If you want to learn more than we cover here, Mull has a paper: “Mull it over: mutation testing based on LLVM” (see below on this page).
Mull is based on LLVM and uses its API extensively. The main APIs used are: LLVM IR and Clang AST API.
Mull finds and creates mutations of a program in memory, on the level of LLVM bitcode.
All mutations are injected into original program’s code. Each injected mutation is hidden under a conditional flag that enables that specific mutation. The resulting program is compiled into a single binary which is run multiple times, one run per mutation. With each run, Mull activates a condition for a corresponding mutation to check how the injection of that particular mutation affects the execution of a test suite.
Mull runs the tested program and its mutated versions in child subprocesses so that the execution of the tested program does not affect Mull running in a parent process.
Note: Mull no longer uses LLVM JIT for execution of mutated programs. See the Historical note: LLVM JIT deprecation (January 2021).
Mull uses information about source code obtained via Clang AST API to find out which mutations in LLVM bitcode are valid (i.e. they trace back to the source code), all invalid mutations are ignored in a controlled way.
The default search algorithm simply finds all mutations that can be found on the level of LLVM bitcode.
The “black search” algorithm called Junk Detection uses source code information provided by Clang AST to filter out invalid mutations from a set of all possible mutations that are found in LLVM bitcode by the default search algorithm.
The “white search” algorithm starts with collecting source code information via Clang AST and then feeds this information to the default search algorithm which allows finding valid mutations and filtering out invalid mutations at the same time.
The black and white search algorithms are very similar in the reasoning that they do. The only difference is that the white search filters out invalid mutations just in time as they are found in LLVM bitcode, while the black search does this after the fact on the raw set of mutations that consists of both valid and invalid mutations.
The black search algorithm appeared earlier and is expected to be more stable. The white search algorithm is currently in development.
Mull reports survived/killed mutations to the console by default. The compiler-like warnings are printed to standard output.
Mull has an SQLite reporter: mutants and execution results are collected in SQLite database. This kind of reporting makes it possible to make SQL queries for a more advanced analysis of mutation results.
Mull supports reporting to HTML via Mutation Testing Elements. Mull generates JSON report which is given to Elements to generate HTML pages.
Mull has a great support of macOS and various Linux systems across all modern versions of LLVM from 3.9.0 to 9.0.0.
Mull supports FreeBSD with minor known issues.
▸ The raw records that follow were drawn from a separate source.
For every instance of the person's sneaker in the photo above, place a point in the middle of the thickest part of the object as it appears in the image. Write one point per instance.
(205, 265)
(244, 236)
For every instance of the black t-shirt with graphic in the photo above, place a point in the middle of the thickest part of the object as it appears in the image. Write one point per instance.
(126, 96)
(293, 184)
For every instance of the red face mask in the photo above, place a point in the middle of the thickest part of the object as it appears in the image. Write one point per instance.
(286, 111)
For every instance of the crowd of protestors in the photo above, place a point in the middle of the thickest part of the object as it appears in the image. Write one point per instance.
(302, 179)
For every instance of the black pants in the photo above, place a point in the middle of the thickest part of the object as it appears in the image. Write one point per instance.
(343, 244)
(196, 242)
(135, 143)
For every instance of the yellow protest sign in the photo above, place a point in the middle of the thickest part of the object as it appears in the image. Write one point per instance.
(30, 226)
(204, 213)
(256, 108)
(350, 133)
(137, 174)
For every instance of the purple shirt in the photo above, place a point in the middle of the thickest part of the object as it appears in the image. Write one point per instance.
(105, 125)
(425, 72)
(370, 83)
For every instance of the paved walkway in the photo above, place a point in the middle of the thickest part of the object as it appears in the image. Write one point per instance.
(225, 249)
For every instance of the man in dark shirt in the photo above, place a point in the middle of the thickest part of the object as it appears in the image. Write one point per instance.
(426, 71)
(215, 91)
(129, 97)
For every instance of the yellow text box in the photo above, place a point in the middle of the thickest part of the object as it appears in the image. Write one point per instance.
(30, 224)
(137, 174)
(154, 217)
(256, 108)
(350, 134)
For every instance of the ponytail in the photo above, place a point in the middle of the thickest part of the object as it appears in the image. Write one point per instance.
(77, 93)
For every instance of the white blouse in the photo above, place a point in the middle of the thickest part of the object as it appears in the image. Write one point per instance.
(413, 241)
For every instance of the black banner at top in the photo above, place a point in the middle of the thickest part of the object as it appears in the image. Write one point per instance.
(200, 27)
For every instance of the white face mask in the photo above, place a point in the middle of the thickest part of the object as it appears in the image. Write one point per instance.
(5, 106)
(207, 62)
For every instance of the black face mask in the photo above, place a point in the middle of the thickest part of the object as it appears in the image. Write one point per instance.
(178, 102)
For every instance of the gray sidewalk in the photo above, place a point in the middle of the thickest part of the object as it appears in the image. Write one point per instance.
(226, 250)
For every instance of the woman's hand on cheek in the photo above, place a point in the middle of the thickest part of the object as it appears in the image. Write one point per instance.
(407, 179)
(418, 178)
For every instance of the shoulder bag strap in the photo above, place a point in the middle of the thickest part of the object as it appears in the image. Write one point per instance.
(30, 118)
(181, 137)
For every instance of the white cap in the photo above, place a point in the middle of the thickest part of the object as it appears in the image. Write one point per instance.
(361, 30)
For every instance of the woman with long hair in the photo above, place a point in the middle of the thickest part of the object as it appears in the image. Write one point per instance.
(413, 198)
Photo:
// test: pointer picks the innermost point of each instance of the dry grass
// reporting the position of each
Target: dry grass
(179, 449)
Mull is reported to work on Windows Subsystem for Linux, but no official support yet.
Mull has 3 layers of testing:
Unit and integration testing on the level of C++ classes
Integration testing against known real-world projects, such as OpenSSL
Integration testing using LLVM Integrated Tester (LIT)
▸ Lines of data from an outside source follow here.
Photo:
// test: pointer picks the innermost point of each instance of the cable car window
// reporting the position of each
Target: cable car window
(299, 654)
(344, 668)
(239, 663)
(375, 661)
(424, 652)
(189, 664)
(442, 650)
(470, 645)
The main advantage of Mull’s design and its approach to finding and doing mutations is very good performance. Combined with incremental mutation testing one can get mutation testing reports in the order of few seconds.
Another advantage is language agnosticism. The developers of Mull have been focusing on C/C++ as the primary supported languages but the proof of concepts for other compiled languages, such as Rust and Swift, have been developed.
A lot of development effort have been put into Mull in order to make it stable across different operating systems and versions of LLVM. Combined with the growing test coverage and highly modular design, Mull is a very stable, well-tested and maintained system.
Mull works on the level of LLVM bitcode and from there it gets its strengths but also its main weakness: the precision of the information for mutations is not as high as it is on the source code level. It is a broad area of work where the developers of Mull have to combine the two levels of information about code: LLVM bitcode and AST in order to make Mull both fast and precise. Among other things the good suite of integration tests is aimed to provide Mull with a good contract of supported mutations which are predictable and known to work without any side effects.
The usage of LLVM JIT has been deprecated and all LLVM JIT-related code has been removed from Mull by January 2021.
This issue explains the reasons: PSA: Moving away from JIT.
Mull it over: mutation testing based on LLVM (preprint)
@INPROCEEDINGS{8411727,
author={A. Denisov and S. Pankevich},
booktitle={2018 IEEE International Conference on Software Testing, Verification and Validation Workshops (ICSTW)},
title={Mull It Over: Mutation Testing Based on LLVM},
year={2018},
volume={},
number={},
pages={25-31},
keywords={just-in-time;program compilers;program testing;program verification;mutations;Mull;LLVM IR;mutated programs;compiled programming languages;LLVM framework;LLVM JIT;tested program;mutation testing tool;Testing;Tools;Computer languages;Instruments;Runtime;Computer crashes;Open source software;mutation testing;llvm},
doi={10.1109/ICSTW.2018.00024},
ISSN={},
month={April},}